(A propósito
del texto de J. B. Duizeide)
por Fernando Alfón
El octavo de sus ensayos, Montaigne lo
consagra al ocio. La brevedad del texto no se condice con la gravedad de lo que
confiesa: en el ocio brotaron las «quimeras y fantásticos monstruos» de los que
se ocupan los essais. Al principio
parece advertir los riesgos de la ociosidad: el espíritu tiende al despilfarro
de la imaginación y al desvarío; incurre luego en cualquier tipo de locura, en
cualquier tipo de sueño. Un epigrama de Marcial ya se lo había advertido: «estando
en todas partes, no se está en ninguna» (VII, 73).
La cita aquí no huelga (otra vez el inusual
verbo holgar, que ejecutamos a diario
y nombramos casi nunca), pues, para oponerse a la filosofía ensayística de
Montaigne, Descartes compuso su Discurso
del método, en cuyas primeras páginas confiesa haber leído muchos libros de
fantasía, que lo llevaron a vagar por muchos lugares. Lo confiesa porque ahora decide
abandonar esos puertos para asentarse en un único lugar: la razón metódica; es
decir, la razón que no «navega». He aquí dos filosofías opuestas: la de
Montaigne, cuya «oisiveté» es un viaje; la de Descartes, cuyo cogito es una estadía y un remanso. Montaigne
es un escéptico: la mutación de los sentidos auspicia la mutación del juicio y el
viaje (la metamorfosis) permanente; Descartes quiere ver si puede dejar de ser
un escéptico, y se le ocurre que, para dejar de navegar, nada mejor que un método.
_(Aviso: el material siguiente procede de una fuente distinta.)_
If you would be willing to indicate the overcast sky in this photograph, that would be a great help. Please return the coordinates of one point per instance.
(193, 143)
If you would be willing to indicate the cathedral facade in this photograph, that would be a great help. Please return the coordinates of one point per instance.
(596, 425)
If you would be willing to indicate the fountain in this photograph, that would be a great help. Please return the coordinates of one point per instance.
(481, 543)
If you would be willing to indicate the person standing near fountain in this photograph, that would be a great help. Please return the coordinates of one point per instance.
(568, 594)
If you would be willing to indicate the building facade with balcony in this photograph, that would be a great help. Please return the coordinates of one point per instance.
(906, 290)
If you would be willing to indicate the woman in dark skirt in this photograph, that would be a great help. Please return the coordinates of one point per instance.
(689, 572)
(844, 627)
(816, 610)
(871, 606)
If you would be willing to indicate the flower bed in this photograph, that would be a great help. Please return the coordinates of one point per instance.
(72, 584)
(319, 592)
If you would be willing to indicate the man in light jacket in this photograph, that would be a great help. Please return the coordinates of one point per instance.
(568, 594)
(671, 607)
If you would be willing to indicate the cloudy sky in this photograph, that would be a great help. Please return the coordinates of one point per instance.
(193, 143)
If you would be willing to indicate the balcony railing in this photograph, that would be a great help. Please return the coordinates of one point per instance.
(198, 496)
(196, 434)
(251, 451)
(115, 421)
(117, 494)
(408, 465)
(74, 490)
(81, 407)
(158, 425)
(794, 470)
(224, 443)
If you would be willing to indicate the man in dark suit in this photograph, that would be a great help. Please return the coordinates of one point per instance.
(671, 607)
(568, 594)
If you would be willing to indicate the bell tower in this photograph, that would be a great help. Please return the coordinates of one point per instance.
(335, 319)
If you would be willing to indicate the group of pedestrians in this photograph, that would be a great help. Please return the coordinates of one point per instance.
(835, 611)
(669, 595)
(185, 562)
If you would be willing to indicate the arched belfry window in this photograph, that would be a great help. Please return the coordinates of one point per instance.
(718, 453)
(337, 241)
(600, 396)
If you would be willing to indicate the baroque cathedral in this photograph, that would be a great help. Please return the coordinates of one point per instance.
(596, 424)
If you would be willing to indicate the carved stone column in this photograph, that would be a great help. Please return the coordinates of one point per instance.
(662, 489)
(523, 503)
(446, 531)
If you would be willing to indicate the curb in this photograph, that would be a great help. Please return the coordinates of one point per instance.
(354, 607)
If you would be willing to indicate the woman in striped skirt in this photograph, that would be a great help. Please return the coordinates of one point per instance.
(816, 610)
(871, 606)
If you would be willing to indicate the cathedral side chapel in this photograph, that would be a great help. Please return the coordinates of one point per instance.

En el anverso del viaje de «la imaginación»
encontramos, en cambio, la certeza de que el viaje físico (el viaje de los
sentidos, el traslado del cuerpo) no garantiza el traslado de la mente, que fue
uno de los tópicos de Sócrates, que no encontró sorprendente el fracaso de un
viaje sanador de un hombre: «¿Acaso no se había llevado a sí mismo consigo?» El
suceso lo recuerda el mismo Montaigne, que, a la respuesta socrática, le adjunta
unos versos de Horacio (el otro Horacio): «¿Por qué buscar tierras ajenas
alumbradas por otro sol? ¿Basta exiliarse de la patria para huir de uno mismo?»
(Odas, II, 18-20)
Si la idea de que viajar es imposible es
cierta, debemos asumir que cuando caminamos seguros por una ciudad desconocida
es porque a nuestros pasos los guían aquellos que dimos en ciudades ya transitadas.
Escribo ciudades donde debí escribir, quizá, una única ciudad, la ciudad de donde
nunca partimos. Bernardo Soares, a quien viajar le resultaba un tedio y un
obstáculo para la imaginación, gustaba decir: «Quem cruzou todos os mares cruzou somente a monotonia de si
mesmo.» (Livro do desassossego. Frag.
138)
Si concediéramos verdad, insisto, en esto de que no es posible viajar
—de que no es posible salirse de uno mismo—, los viajes al menos otorgan la
gracia de ver, de forma renovada, un único lugar, el que conocemos de memoria
o, para ser más expresivo, el que forjó nuestra memoria. Michel de Montaigne
llegó a esta conclusión luego de perder por completo el tiempo —la confesión es
de él—, recogido en sí mismo. La ociosidad lo condujo al
desvarío, el desvarío a la explosión de la imaginación, la imaginación al ensayo.